Except for the fifteenth and tenth floors, the floors were entirely under roof.
“What do we do?” Doc joined her at the wall. He had his breathing mostly under control now. “You know the cop and those other guys have regained consciousness by now. Or someone’s found them. They’ll be looking for us hard.”
“I know.” Hands curling around the rounded edge of the wall, Bianca stared sightlessly out into the night. Then she remembered something and felt a spurt of excitement. “Quick, give me your phone.”
Doc looked at her in surprise, but fumbled in his pocket and handed it over. “Why?”
“Because I gave Mason mine.” She was already punching in the number, which she’d memorized.
When it started to ring, her eyes widened. She could hear it. Not through the phone. From somewhere outside.
“Where are you?” she asked without preamble when Mason answered. She was already looking over the edge, loo
king down, because the ringing had seemed to be coming from below.
“Tenth floor of the parking garage. We’ve got a problem. They’re working on the elevators. Until they get finished, this is as high as they go.”
“Oh, no.” Bianca thought of him in the wheelchair. This was bad. Also, something he should have known. “So how did you get down to the casino when you got here?” Her voice was tinged with exasperation.
“I came by limo, not helicopter. Never leave the same way you go in, remember?”
She did. It was one of the rules. Not that it mattered now.
“Any way you can get up the stairs?”
“No.” His tone made it definite.
“Holy hell. All right, we’ll come down and help you up.”
“Five flights? I don’t think so. I put any weight at all on this leg, I’ll bust a hundred different things open. I’m going back down to the street.”
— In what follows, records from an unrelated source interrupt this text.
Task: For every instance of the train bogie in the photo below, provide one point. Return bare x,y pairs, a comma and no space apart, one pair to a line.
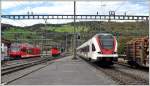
18,51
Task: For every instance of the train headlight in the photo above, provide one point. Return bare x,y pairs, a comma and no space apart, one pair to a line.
99,52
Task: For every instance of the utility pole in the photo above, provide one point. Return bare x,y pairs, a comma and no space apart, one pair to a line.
74,44
66,43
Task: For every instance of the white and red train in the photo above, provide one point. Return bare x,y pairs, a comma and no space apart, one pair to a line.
102,47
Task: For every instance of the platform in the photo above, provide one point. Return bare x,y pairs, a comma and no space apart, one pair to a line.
66,71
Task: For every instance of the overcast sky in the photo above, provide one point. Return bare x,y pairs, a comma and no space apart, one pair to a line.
131,7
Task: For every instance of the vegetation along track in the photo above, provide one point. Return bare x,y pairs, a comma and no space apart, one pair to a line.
140,68
10,69
121,77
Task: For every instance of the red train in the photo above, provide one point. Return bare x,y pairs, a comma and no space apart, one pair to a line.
23,51
55,52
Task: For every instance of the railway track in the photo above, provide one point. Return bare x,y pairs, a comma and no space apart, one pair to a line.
121,77
20,61
146,69
8,74
16,67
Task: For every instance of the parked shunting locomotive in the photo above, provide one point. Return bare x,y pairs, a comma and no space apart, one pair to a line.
102,48
24,51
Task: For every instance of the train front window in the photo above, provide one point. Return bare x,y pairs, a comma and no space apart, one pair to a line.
107,41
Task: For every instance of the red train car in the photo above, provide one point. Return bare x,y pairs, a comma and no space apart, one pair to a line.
55,52
18,51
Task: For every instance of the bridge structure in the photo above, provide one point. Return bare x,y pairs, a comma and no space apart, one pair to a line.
87,17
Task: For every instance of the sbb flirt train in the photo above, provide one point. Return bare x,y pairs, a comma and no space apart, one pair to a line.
100,48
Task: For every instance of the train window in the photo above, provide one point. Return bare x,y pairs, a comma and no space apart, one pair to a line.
107,41
93,47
“And do what? Catch a taxi in your wheelchair?”
All of a sudden Bianca saw him. He’d come out into the tenth-floor observation area and was rolling along in his wheelchair as he talked on the phone. The tourists who’d been watching the water show had turned away from the rail—a glance told her that the show had ended—and he fell in behind them, heading, presumably, for the elevator.
“Stop,” she told him. “Stay where you are. Look up and you’ll see me. I have an idea.”
Mason looked up. The small, flip-open phone was held to his ear. His face was a pale oval in the multicolored darkness.
Bianca didn’t wave. There was no point: he clearly saw her, although he didn’t wave, either. What he needed was an elevator. She was going to provide him with one. Well, the field version of one.